If replicating over SSH, ensure the host key of the remote system(s) is already in the Gerrit user's ~/.ssh/known_hosts
file. The easiest way to add the host key is to connect once by hand with the command line:
sudo su -c 'ssh mirror1.us.some.org echo' gerrit2
[remote "host-two"] url = gerrit2@host-two.example.com:/some/path/${name}.git apiUrl = http://host-two.example.com:8080 [remote "pubmirror"] url = mirror1.us.some.org:/pub/git/${name}.git url = mirror2.us.some.org:/pub/git/${name}.git url = mirror3.us.some.org:/pub/git/${name}.git fetch = +refs/heads/*:refs/heads/* fetch = +refs/tags/*:refs/tags/* threads = 3 authGroup = Public Mirror Group authGroup = Second Public Mirror Group [replication] instanceLabel = host-one
Then reload the replication plugin to pick up the new configuration:
ssh -p 29418 localhost gerrit plugin reload @PLUGIN@
To manually trigger replication at runtime, see SSH command start.
@PLUGIN@.config
The optional file $site_path/etc/replication.config
is a Git-style config file that controls the replication settings for the replication plugin.
The file is composed of one or more remote
sections, each remote section provides common configuration settings for one or more source URLs.

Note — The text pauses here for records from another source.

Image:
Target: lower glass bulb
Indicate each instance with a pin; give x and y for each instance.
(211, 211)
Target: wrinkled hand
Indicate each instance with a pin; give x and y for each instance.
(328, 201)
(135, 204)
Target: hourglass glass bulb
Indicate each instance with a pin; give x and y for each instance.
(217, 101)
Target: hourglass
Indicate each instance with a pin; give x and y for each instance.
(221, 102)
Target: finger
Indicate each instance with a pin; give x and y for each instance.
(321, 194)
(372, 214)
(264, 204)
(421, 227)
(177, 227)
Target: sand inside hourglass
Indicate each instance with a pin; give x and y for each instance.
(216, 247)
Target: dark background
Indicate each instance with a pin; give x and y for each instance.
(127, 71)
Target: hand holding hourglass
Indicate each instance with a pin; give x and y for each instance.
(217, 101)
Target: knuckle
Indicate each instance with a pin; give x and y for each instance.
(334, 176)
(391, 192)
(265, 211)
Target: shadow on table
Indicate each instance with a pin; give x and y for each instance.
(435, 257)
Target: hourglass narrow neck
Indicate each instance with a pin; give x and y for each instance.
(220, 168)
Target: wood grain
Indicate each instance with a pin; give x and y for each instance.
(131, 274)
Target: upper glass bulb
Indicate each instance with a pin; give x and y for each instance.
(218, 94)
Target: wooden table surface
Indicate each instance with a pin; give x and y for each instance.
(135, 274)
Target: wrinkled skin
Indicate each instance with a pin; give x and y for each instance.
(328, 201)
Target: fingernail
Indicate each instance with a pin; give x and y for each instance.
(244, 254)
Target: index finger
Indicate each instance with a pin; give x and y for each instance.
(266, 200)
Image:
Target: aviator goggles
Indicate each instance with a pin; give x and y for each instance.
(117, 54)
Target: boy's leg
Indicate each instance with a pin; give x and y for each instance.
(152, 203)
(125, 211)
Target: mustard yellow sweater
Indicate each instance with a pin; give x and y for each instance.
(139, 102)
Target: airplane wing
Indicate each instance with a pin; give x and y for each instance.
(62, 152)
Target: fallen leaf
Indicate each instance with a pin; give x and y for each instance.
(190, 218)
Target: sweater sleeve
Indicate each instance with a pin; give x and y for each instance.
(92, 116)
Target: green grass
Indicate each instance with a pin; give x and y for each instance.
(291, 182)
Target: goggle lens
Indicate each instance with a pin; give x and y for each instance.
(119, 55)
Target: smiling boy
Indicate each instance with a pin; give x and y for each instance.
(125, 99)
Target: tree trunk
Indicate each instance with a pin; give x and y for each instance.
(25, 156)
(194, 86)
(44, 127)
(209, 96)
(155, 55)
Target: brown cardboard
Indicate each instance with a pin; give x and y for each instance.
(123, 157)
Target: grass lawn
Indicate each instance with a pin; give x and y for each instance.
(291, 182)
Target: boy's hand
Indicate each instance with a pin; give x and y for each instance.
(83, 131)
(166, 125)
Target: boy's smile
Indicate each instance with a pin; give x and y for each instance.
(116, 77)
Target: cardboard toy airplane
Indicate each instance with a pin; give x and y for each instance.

Each remote section uses its own thread pool. If fetching from multiple remotes, over differing types of network connections (e.g. LAN and also public Internet), its a good idea to put them into different remote sections, so that replication to the slower connection does not starve out the faster local one. The example file above does this.
In the keys below, the NAME
portion is unused by this plugin, but must be unique to distinguish the different sections if more than one remote section appears in the file.
gerrit.replicateOnStartup : If true, replicates from all remotes on startup to ensure they are in-sync with this server. By default, false.
gerrit.autoReload : If true, automatically reloads replication sources and settings after replication.config
file is updated, without the need to restart the replication plugin. When the reload takes place, pending replication events based on old settings are discarded. By default, false.
replication.lockErrorMaxRetries : Number of times to retry a replication operation if a lock error is detected.
If two or more replication operations (to the same GIT and Ref) are scheduled at approximately the same time (and end up on different replication threads), there is a large probability that the last fetch to complete will fail with a remote "failure to lock" error. This option allows Gerrit to retry the replication fetch when the "failure to lock" error is detected. A good value would be 3 retries or less, depending on how often you see lockError collisions in your server logs. A too highly set value risks keeping around the replication operations in the queue for a long time, and the number of items in the queue will increase with time. Normally Gerrit will succeed with the replication during its first retry, but in certain edge cases (e.g. a mirror introduces a ref namespace with the same name as a branch on the master) the retry will never succeed. The issue can also be mitigated somewhat by increasing the replicationDelay. Default: 0 (disabled, i.e. never retry)
replication.maxRetries : Maximum number of times to retry a fetch operation that previously failed.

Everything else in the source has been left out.